Gesù dice: “Chi accoglie i miei comandamenti e li osserva, questi mi ama” (Gv 14,21).

E San Giovanni: “Chi dice: «Lo conosco» e non osserva i suoi comandamenti, è bugiardo e la verità non è in lui” (1 Gv 2,4).

fonte
https://www.amicidomenicani.it/vorrei-la-spiegazione-del-versetto-di-san-giacomo-la-fede-senza-le-opere-e-morta/




Papa Francesco; «Una fede senza opere non è fede, ma solo parole»

“I cristiani che pensano la fede come un sistema di idee, ideologico, anche al tempo di Gesù c’erano. L’apostolo Giovanni dice di loro che sono l’anticristo, gli ideologi della fede, di qualsiasi segno siano». «Sono cristiani che conoscono la dottrina ma senza fede, come i demoni».

“Una fede che non dà frutto nelle opere non è fede”. È l’affermazione con la quale papa Francesco ha aperto l’omelia della Messa presieduta questa mattina in Casa Santa Marta. Il Papa ha offerto la Messa per i 90 anni oggi compiuti dal cardinale Silvano Piovanelli, arcivescovo emerito di Firenze, ringraziandolo “per il suo lavoro, la sua testimonianza e la sua bontà”.Il mondo è pieno di cristiani che recitano molto le parole del Credo e molto poco le mettono in pratica. O di eruditi che incasellano la teologia in una serie di possibilità, senza che tale sapienza abbia poi riflessi concreti nella vita.

È un rischio che duemila anni fa San Giacomo aveva già paventato e che Papa Francesco riprende nell’omelia, commentando il passo in cui l’Apostolo ne parla nella sua Lettera. “La sua affermazione – osserva – è chiara: la fede senza il frutto nella vita, una fede che non dà frutto nelle opere, non è fede”:“Anche noi sbagliamo tante volte su questo: ‘Ma io ho tanta fede’, sentiamo dire. ‘Io credo tutto, tutto…’.

E forse questa persona che dice quello ha una vita tiepida, debole. La sua fede è come una teoria, ma non è viva nella sua vita. L’Apostolo Giacomo, quando parla di fede, parla proprio della dottrina, di quello che è il contenuto della fede. Ma voi potete conoscere tutti i comandamenti, tutte le profezie, tutte le verità di fede, ma se questo non va alla pratica, non va alle opere, non serve.

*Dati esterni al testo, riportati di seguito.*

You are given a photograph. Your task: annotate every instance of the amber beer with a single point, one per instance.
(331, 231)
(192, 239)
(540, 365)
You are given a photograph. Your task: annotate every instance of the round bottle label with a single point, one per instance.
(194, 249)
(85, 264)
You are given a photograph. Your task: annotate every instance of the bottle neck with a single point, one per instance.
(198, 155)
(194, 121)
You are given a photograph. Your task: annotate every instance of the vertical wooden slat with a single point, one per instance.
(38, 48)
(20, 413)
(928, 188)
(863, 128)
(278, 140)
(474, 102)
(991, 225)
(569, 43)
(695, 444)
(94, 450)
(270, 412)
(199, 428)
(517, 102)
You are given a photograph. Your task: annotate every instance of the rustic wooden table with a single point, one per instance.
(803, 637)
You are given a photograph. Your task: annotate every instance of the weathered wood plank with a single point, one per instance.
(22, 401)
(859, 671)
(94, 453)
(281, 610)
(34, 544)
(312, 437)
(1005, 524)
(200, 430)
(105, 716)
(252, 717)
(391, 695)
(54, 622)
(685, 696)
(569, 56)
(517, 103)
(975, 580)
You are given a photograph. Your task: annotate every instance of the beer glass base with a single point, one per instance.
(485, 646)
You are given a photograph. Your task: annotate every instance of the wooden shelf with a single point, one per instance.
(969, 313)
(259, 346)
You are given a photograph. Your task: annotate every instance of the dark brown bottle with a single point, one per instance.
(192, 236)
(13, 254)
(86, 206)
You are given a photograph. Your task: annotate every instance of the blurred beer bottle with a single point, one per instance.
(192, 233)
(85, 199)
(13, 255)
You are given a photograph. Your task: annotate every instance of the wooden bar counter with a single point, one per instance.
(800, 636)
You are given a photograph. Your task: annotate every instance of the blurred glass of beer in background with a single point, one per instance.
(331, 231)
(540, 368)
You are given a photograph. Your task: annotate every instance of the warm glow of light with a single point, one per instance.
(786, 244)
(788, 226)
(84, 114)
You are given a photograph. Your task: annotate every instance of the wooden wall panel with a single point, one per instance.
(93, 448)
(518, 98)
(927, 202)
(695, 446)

Possiamo recitare il Credo teoricamente, anche senza fede, e ci sono tante persone che lo fanno così. Anche i demoni! I demoni conoscono benissimo quello che si dice nel Credo e sanno che è Verità”.

Le parole di Papa Francesco riecheggiano l’asserzione di San Giacomo: “Tu credi che c’è un Dio solo? Fai bene; anche i demoni lo credono e tremano”. La differenza, soggiunge il Papa, è che i demoni “non hanno fede”, perché “avere fede non è avere una conoscenza”, bensì “ricevere il messaggio di Dio” portato da Cristo.

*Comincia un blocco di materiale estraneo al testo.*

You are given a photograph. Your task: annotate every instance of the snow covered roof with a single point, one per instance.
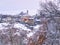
(21, 26)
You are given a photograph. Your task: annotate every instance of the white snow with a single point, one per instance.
(2, 25)
(21, 26)
(37, 27)
(30, 34)
(17, 33)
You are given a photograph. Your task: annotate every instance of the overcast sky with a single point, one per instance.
(15, 6)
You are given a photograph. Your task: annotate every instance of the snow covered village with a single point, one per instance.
(42, 28)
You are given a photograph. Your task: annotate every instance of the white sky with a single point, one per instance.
(15, 6)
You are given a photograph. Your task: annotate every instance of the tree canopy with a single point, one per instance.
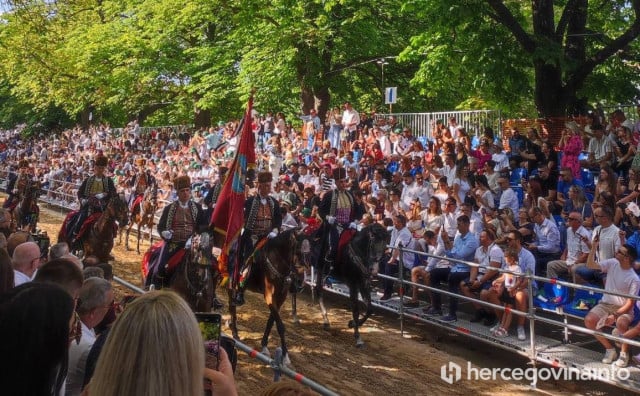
(194, 61)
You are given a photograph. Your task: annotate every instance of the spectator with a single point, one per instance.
(26, 261)
(7, 276)
(96, 297)
(35, 328)
(527, 264)
(575, 251)
(462, 248)
(546, 246)
(608, 236)
(400, 238)
(131, 362)
(613, 310)
(488, 255)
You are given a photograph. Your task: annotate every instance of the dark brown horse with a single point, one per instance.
(98, 241)
(26, 213)
(357, 258)
(274, 267)
(195, 278)
(144, 217)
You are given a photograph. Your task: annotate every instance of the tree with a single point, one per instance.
(560, 53)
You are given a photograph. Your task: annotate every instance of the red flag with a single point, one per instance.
(228, 215)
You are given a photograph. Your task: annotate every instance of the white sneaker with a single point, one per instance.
(609, 356)
(623, 360)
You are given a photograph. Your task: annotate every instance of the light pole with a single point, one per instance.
(382, 62)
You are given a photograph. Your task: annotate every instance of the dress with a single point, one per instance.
(571, 151)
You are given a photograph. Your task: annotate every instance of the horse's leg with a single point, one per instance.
(233, 324)
(139, 236)
(294, 309)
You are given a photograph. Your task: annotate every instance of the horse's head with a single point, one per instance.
(378, 240)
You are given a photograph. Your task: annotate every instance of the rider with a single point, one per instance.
(94, 195)
(179, 221)
(339, 212)
(17, 185)
(262, 218)
(142, 182)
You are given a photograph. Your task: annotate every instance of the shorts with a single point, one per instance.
(603, 310)
(506, 298)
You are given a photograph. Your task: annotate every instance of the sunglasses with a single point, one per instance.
(75, 333)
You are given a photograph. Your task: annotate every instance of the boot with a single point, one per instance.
(239, 301)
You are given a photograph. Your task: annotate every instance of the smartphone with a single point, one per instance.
(209, 324)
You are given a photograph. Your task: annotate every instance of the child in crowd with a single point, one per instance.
(506, 285)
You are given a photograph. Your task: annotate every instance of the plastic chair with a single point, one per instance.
(517, 175)
(551, 296)
(583, 301)
(588, 180)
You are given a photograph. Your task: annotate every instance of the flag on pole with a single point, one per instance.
(228, 215)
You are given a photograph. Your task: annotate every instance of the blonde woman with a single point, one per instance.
(155, 348)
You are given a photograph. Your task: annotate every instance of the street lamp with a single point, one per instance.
(382, 62)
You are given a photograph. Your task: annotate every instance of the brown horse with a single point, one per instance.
(98, 241)
(274, 267)
(195, 277)
(144, 217)
(27, 212)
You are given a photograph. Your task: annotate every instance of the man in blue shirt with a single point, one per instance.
(463, 247)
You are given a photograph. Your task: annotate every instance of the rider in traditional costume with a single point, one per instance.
(17, 185)
(262, 220)
(141, 183)
(339, 212)
(94, 195)
(179, 221)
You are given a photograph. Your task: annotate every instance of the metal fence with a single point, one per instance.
(474, 121)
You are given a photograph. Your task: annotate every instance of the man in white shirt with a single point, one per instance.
(575, 252)
(25, 260)
(547, 240)
(488, 255)
(509, 198)
(609, 236)
(612, 309)
(95, 300)
(350, 121)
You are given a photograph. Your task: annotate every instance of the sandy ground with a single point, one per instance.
(389, 364)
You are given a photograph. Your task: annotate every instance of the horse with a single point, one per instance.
(98, 240)
(364, 250)
(143, 218)
(27, 212)
(195, 276)
(272, 272)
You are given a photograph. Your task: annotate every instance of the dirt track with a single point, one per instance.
(388, 365)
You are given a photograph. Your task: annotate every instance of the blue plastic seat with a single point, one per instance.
(517, 175)
(551, 296)
(583, 301)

Nel Vangelo – prosegue Papa Francesco – si trovano due segni rivelatori di chi “sa quello che si deve credere ma non ha fede”
Il primo segno è la “casistica”, rappresentato da coloro che domandavano a Gesù se fosse lecito pagare le tasse o quale dei sette fratelli del marito avrebbe dovuto sposare la donna rimasta vedova.
Il secondo segno è “l’ideologia”: “I cristiani che pensano la fede ma come un sistema di idee, ideologico: anche al tempo di Gesù, c’erano.

L’ Apostolo Giovanni dice di loro che sono l’anticristo, gli ideologi della fede, di qualsiasi segno siano. A quel tempo c’erano gli gnostici, ma ci saranno tanti… E così, questi che cadono nella casistica o questi che cadono nell’ideologia sono cristiani che conoscono la dottrina ma senza fede, come i demoni. Con la differenza che quelli tremano, questi no: vivono tranquilli”.
Al contrario, ricorda Papa Francesco, nel Vangelo ci sono anche esempi di “persone che non conoscono la dottrina ma hanno tanta fede”.
Papa Francesco cita l’episodio della Cananea, che con la sua fede strappa la guarigione per sua figlia vittima di una possessione, e la Samaritana che apre il suo cuore perché – dice il Papa “ha incontrato non verità astratte”, ma “Gesù Cristo”. E ancora, il cieco guarito da Gesù e che per questo viene interrogato da farisei e dottori della legge finché si inginocchia con semplicità e adora chi lo ha sanato.

Tre persone, è la considerazione finale del Papa, che dimostrano come fede e testimonianza siano indissolubili
“La fede è un incontro con Gesù Cristo, con Dio, e di lì nasce e ti porta alla testimonianza. E’ questo che l’Apostolo vuole dire: una fede senza opere, 

una fede che non ti coinvolga,
che non ti porti alla testimonianza,
non è fedeSono parole e niente più che parole”.